The artifact I’d actually use

If I were running this with a team, I would keep it to one short block:

Experiment premortem

Hypothesis:
Primary metric:
Guardrails / veto metrics:
Most likely false-positive story:
Most likely harmed segment:
Instrumentation risks:
Downstream behavior that would invalidate a “win”:
If flat, first interpretation to check:

That is it.

No big workshop.

No mural board full of sticky notes unless your team really loves that sort of thing.

Just enough structure to catch bad logic while it is still cheap.

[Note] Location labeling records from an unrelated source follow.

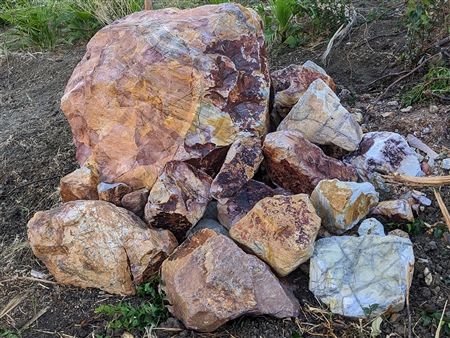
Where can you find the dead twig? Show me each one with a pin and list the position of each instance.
(402, 78)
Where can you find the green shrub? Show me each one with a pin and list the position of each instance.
(150, 312)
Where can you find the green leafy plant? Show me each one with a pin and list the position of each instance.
(428, 21)
(435, 83)
(431, 318)
(150, 312)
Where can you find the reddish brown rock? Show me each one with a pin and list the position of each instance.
(209, 280)
(96, 244)
(291, 83)
(245, 199)
(178, 199)
(280, 230)
(167, 85)
(242, 161)
(135, 201)
(113, 193)
(79, 185)
(296, 164)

A good sign the premortem is working

The best premortems usually produce one of three outcomes:

the team sharpens the metric
the team narrows the target segment
the team realizes the experiment is combining too many changes at once

None of those outcomes are glamorous.

All of them are useful.

Sometimes the biggest value is discovering that the test should not launch yet.

That can feel slow in the moment.

Usually it is faster than spending two weeks running a test that teaches you almost nothing.

The point

Growth teams talk a lot about learning velocity.

Fair enough.

But learning velocity is not just about how quickly you can launch tests.

It is also about how often your tests produce conclusions you can trust.

That is why I like the premortem.

It is a small habit that respects a bigger truth:

the cost of a bad experiment is not only that it loses.

It is that it can convince smart people to keep going in the wrong direction with unusually high confidence.